DC Ashe is married to a beautiful wife, Tina, and has three awesome children, Jordan, Nicole and Ryan. In his "off" time, Ashe works part time for a print shop in Barre City, and is a guitar player for a local rock band. During the summer months, he and his family spend a lot of time camping.
Ashe's interest in smoke alarm technology began on December 17, 2005, when his department responded to a second floor apartment fire with six people trapped. Deputy Chief Ashe personally rescued an adult male and two young girls. In the end, four young children and their mom perished in this fire. This family was protected by three working ionization smoke alarms. The fire began as a smoldering fire in a living room couch, and is believed to have smoldered for quite some time before breaking into flames.
Since this fire, his department has produced several videos and posted them on his department's website, www.barrecityfire.org. One of these videos shows what happens in a real house when both ionization and photoelectric smoke alarms are exposed to a smoldering fire. The results are nothing less than amazing. Since then, he and his fellow firefighter, Matt Cetin, have been working very hard trying to educate folks on the differences between the two types of detectors. Their main audience has been the fire service. Deputy Chief Ashe believes the key to getting this information out to the public is to first get it to the fire service. He and Firefighter Cetin have begun traveling around the state educating the fire service and are in hopes of traveling across the Country to do the same.
Matthew Cetin is a career firefighter/EMT-I with the Barre City Fire Department. Serving five years as a career firefighter, he served the first two with the Burlington Fire Department. Prior to his becoming a career firefighter, Matthew served seven years active duty in the United States Coast Guard with his last duty station being the U.S. Coast Guard Station in Marblehead, OH. While serving with the Coast Guard, Matthew had the opportunity to volunteer with the Marblehead Fire Department and the Ballville Fire Department.
His qualifications include Instructor I, Firefighter II, Hazmat Operation, ICS, Fire Tactics, Rope Operations, Trench Operations, Confined Space Operations, and Building Collapse Operations.

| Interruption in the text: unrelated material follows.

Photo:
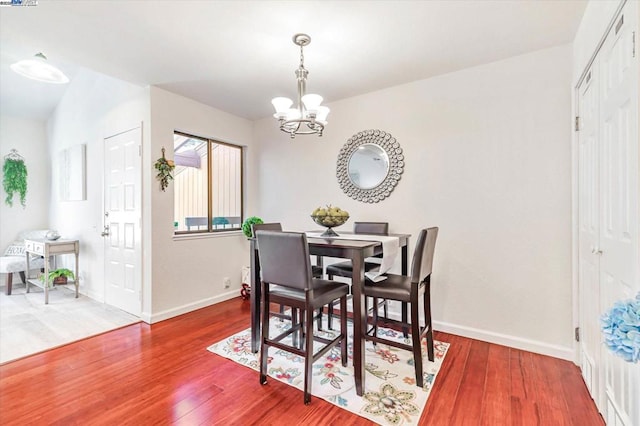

Matthew has worked very hard creating a website and sending out letters that educate the public on the differences between photoelectric and ionization smoke detectors. For the past several years he has been developing fire prevention programs, both for firefighters and the public. He has made several presentations statewide and continues to be a driving force in educating both the public and the fire service about smoke detector safety.